Penn State Has A Chance To Beat A Ranked Opponent For The First Time Under James Franklin
The first iteration of the College Football Playoff selection committee’s rankings were released Tuesday night, kickstarting a firestorm of speculation, criticism, and everything else such a list entails. There were a number of surprises, some foregone conclusions, and plenty of mounting suspense as the national playoff push ensues. However, Tuesday’s reveal created a storyline entirely unique to Penn State, presenting an opportunity that’s yet to be accomplished by the school’s current regime — defeat a ranked opponent during the Franklin era.
I know what you’re thinking, “hasn’t he had enough opportunities in a season and a half?” The answer is yes, and quite frankly this storyline would’ve been a thing of the past had it not been for a few particularly oblivious officials in one of the most controversial games of the year. The fact of the matter is that there’s never been a better matchup for the Lions than the one they face this weekend in Evanston, where they’ll face newly-minted No. 21 Northwestern.
In a somewhat shocking decision, the selection committee opted to slot the Wildcats — who suffered consecutive blowouts to Michigan and Iowa — at No. 21, but left 7-2 Wisconsin — whose only losses come against perennial powerhouse Alabama and Iowa, who won by four points — out of the Top 25 altogether. Regardless, there’s never been a better time for Franklin to secure his first victory over a ranked opponent as Penn State’s head coach, and that’s not a knock against the Wildcats.
Dating back to 2014 when Franklin took over, Penn State has faced a ranked opponent only three times: the first against No. 13 Ohio State in 2014, the second against No. 10 Michigan State during the 2014 regular season finale, and the third on the road against the top-ranked Buckeyes. All of these — save for the 31-24 heartbreaker Penn State suffered against Ohio State the first time around — were unmitigated blowouts, but Saturday’s meeting could prove to result in a much different ending.
Northwestern can certainly run the football, led by sophomore sensation Justin Jackson’s 731 yards and 4.2 yards per attempt, but the Wildcats do struggle through the air and putting points on the board — a possible correlation seeing as quarterback Clayton Thorson’s accounted for the team’s six passing touchdowns in 2015. Though Thorson can scramble, if Penn State can contain him through the air, then the contest might play in the Lions’ favor. Penn State’s typically stout front seven will be challenged, but the duo of Thorson and Jackson will be nothing like the threat J.T. Barrett and Ezekiel Elliott posed a few weeks ago in Columbus.

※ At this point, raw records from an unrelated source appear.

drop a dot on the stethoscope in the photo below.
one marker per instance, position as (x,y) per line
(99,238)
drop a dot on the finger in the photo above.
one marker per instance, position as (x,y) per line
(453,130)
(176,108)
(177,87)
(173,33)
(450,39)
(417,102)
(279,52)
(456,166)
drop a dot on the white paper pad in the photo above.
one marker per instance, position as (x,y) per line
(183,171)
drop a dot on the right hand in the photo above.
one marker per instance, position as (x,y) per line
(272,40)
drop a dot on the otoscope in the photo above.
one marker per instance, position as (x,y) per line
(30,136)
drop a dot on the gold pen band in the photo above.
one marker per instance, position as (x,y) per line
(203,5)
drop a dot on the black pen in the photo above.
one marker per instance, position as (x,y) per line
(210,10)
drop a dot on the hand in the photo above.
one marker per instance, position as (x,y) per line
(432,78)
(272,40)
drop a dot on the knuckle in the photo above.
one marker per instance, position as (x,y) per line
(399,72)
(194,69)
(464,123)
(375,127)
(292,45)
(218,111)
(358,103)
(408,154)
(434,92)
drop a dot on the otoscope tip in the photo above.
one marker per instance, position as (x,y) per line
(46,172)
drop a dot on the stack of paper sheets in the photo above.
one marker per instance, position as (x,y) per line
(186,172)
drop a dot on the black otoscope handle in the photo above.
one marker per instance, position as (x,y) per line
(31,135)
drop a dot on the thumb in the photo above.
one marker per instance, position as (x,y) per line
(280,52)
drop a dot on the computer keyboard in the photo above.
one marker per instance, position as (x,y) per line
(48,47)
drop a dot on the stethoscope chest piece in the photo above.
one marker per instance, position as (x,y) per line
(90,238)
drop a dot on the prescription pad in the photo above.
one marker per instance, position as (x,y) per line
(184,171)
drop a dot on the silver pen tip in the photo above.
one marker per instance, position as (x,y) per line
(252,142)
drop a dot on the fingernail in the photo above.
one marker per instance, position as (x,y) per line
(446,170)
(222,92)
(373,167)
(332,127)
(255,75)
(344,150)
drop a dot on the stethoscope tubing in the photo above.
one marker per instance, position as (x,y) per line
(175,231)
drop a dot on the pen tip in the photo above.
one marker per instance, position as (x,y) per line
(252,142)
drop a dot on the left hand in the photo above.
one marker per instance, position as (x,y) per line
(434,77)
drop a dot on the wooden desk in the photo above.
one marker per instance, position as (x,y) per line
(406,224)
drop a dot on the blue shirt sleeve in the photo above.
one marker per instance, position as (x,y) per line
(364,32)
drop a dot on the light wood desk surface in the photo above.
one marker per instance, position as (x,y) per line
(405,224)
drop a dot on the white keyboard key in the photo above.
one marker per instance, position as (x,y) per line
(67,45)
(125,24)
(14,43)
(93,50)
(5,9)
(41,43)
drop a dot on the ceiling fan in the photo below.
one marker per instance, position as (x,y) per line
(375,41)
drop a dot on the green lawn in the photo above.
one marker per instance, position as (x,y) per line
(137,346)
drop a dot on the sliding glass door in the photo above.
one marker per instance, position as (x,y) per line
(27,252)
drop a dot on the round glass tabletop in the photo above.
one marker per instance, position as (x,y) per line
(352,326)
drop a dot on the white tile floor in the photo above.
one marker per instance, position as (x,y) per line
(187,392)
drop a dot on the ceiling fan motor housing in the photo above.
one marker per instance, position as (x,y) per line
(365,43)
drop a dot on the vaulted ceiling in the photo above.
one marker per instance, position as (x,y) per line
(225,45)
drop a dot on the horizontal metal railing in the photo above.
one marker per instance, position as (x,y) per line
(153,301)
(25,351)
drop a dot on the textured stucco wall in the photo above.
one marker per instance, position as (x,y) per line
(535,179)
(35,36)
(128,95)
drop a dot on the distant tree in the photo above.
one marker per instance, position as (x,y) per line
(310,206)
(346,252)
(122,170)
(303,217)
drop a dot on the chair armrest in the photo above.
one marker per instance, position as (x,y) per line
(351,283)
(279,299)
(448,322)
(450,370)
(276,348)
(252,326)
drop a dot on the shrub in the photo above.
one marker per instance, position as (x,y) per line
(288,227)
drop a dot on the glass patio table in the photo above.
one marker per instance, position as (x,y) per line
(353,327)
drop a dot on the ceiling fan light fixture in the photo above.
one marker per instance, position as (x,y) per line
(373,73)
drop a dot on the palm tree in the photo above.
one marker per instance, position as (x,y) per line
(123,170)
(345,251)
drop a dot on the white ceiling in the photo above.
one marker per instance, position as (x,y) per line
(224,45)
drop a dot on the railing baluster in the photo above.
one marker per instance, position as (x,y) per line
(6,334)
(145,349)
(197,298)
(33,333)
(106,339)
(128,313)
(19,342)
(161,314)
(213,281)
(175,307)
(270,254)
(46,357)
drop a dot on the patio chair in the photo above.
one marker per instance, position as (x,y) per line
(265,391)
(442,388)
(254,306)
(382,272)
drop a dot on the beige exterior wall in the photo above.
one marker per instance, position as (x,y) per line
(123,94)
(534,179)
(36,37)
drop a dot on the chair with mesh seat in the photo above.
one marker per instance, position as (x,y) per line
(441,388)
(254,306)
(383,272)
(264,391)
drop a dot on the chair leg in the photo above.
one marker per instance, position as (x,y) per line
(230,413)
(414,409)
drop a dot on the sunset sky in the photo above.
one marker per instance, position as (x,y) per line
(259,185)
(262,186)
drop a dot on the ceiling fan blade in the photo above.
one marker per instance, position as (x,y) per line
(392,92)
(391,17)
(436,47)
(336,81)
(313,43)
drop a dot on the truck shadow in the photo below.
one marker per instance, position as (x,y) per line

This milestone carries great significance not only for James Franklin’s coaching resume, but also for Penn State’s faint Big Ten hopes. The team’s prior two losses might put it at a slight disadvantage, but there’s still plenty of football left to be played. If the various hands dealt throughout the upper half of the Big Ten East are played in Penn State’s favor, then a title run remains within the realm of possibility.
The stakes are higher than they’ve ever been, adding even more fuel to Saturday’s highly-anticipated meeting.